The journey from lab hypothesis to drugstore shelf is one of the toughest marathons in modern industry, typically involving 10-15 years and billions of dollars of investment.
Progress is often hindered not only by the mysteries of biology, but by the mysteries of biology itself "fragmented and difficult to scale" workflows that force researchers to manually cycle between actual experimental design hardware, software, and databases.
But OpenAI is releasing a new custom model GPT-Rosalind specifically to speed up this process and make it more efficient, easier and ideally more productive. Named after Rosalind Franklin, a pioneering chemist whose work was pivotal to the discovery of the structure of DNA (and often overlooked by her male colleagues James Watson and Francis Crick), this new boundary-based model is purpose-built to act as a special intelligence layer for life science research.
By shifting the role of AI from a general-purpose assistant to a domain-specific one "justification" partner, OpenAI signals a long-term commitment to biological and chemical discovery.
What GPT-Rosalind offers
GPT-Rosalind isn’t just about generating faster text; it is designed to synthesize evidence, generate biological hypotheses, and plan experiments—tasks that traditionally require years of expert human synthesis.
At its core, GPT-Rosalind is the first in a series of new models optimized for scientific workflows.
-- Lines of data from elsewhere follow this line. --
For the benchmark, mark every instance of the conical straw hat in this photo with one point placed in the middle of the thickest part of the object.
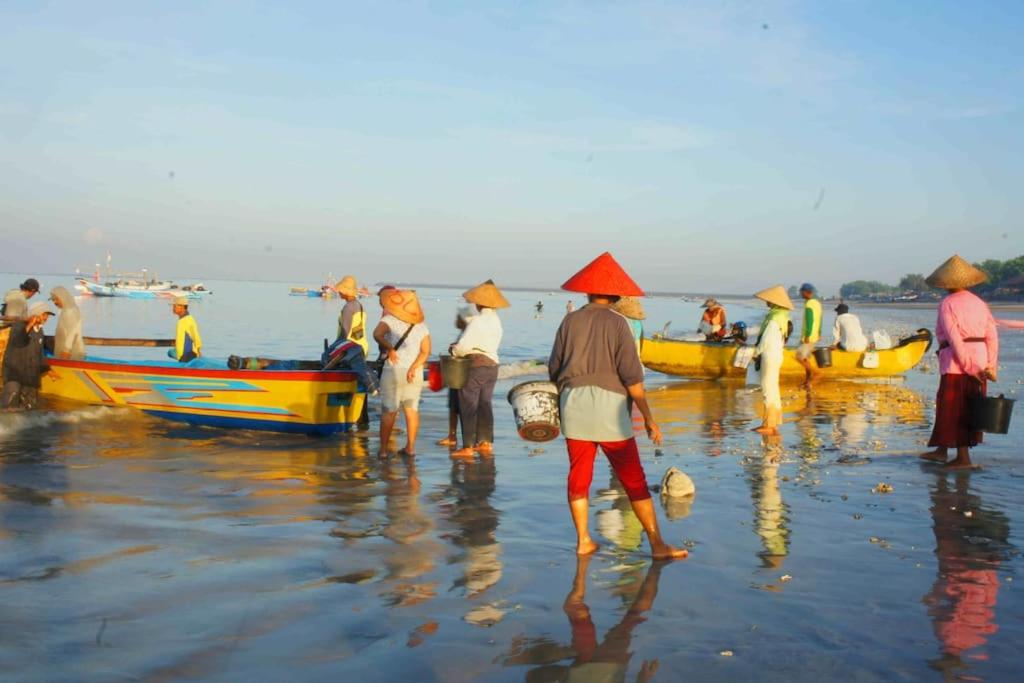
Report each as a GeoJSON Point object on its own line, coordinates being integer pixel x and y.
{"type": "Point", "coordinates": [603, 275]}
{"type": "Point", "coordinates": [955, 273]}
{"type": "Point", "coordinates": [631, 307]}
{"type": "Point", "coordinates": [403, 304]}
{"type": "Point", "coordinates": [775, 295]}
{"type": "Point", "coordinates": [346, 286]}
{"type": "Point", "coordinates": [487, 295]}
While previous iterations of GPT excelled at general language tasks, this model has been refined for deeper understanding of genomics, protein engineering, and chemistry.
To test its capabilities, OpenAI tested the model against several industry benchmarks. On BixBench, a benchmark for real-world bioinformatics and data analysis, GPT-Rosalind achieved leading performance among models with published scores.
In more granular testing via LABBench2, the model outperformed GPT-5.4 on six out of eleven tasks, with the most significant gains seen in CloningQA—a task requiring end-to-end design of reagents for molecular cloning protocols.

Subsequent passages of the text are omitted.